4.2. SAM and Histone Methylation

Histone methyltransferases (HMTs) are divided into lysine methyltransferases (KMTs) and arginine methyltransferases (PRMTs), both of which can transfer methyl groups from SAM to lysine and arginine residues of histones [52,53]. Each group comprises several different members. For example, KMTs include SUV39H1, G9a, GLP, EZH2 and SETD2; PRMTs include nine members from PRMT1 to PRMT9 [54,55,56]. HMTs can transfer up to three methyl groups to lysine residue, forming mono-, di- and trimethylated derivatives, or to arginine residue, generating mono- or di- (asymmetric or symmetric) methylated derivatives [52,54]. They have been determined to regulate epigenetics and modulate herpesvirus infection (Figure 2).
EBV infection induced the expression of enhancer of zeste homolog 2 (EZH2), a major histone H3K27 methyltransferase [57]. EZH2 knockout decreased H3K27 modifications and restricted cell growth of EBV latently infected cells, while it increased viral gene expression and progeny production during lytic replication [57]. These findings suggest that EZH2 protein may be a restricted factor for the maintenance of EBV latency. Moreover, the inhibitors of EZH2 and EZH1 (EZH2/1) suppressed repressive H3K27me3 modifications. Unexpectedly, they blocked viral lytic replication through induction of cellular antiviral response, which was also efficient in inhibiting HSV and HCMV infection [58]. Knockdown of Set1, another H3K4 methyltransferase, specifically decreased H3K4me3 levels on the HSV-1 genome and inhibited viral transcription and replication during HSV-1 infection [59]. In VZV lytic infection, host cell factor-1 (HCF-1) was necessary to recruit the histone methyltransferases Set1 and mixed-lineage leukemia 1 (MLL1), further resulting in activated histone H3K4 trimethylation and induced viral IE expression [60].
KSHV-encoded ORF59 protein interacts with a protein arginine methyltransferase 5 (PRMT5) and disrupts PRMT5-induced H4R3me2s modification, which leads to the formation of active chromatin regions for gene expression in lytic reactivation [61].

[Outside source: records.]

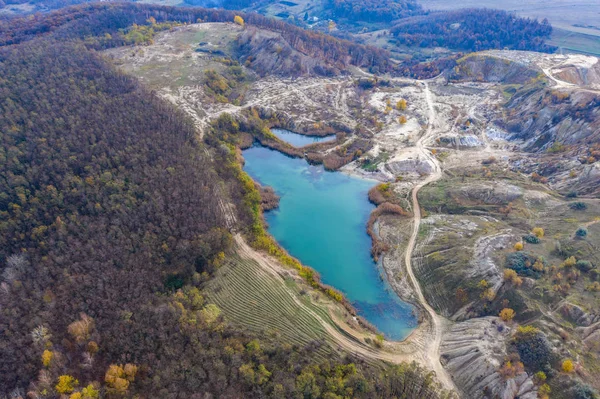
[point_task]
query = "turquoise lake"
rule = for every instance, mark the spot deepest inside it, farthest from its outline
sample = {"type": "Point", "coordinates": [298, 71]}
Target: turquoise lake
{"type": "Point", "coordinates": [321, 220]}
{"type": "Point", "coordinates": [300, 140]}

5. α-Ketoglutarate (α-KG) and Flavin Adenine Dinucleotide (FAD)

Both α-KG and FAD are important metabolites of the TCA cycle and function in multiple metabolic processes. α-KG is produced from glucose-derived isocitrate in the mitochondria by isocitrate dehydrogenase (IDH) or synthesized from several amino acids [62,63]. Mutations in IDH1 and IDH2 can convert α-ketoglutarate to 2-hydroxyglutarate (2-HG), which is structurally similar to α-ketoglutarate and promotes H3K9 methylation via inhibition of JHDM3C/KDM4C-mediated histone demethylation [64,65,66]. FAD is a redox coenzyme that is produced from riboflavin and is involved in many metabolic reactions [67].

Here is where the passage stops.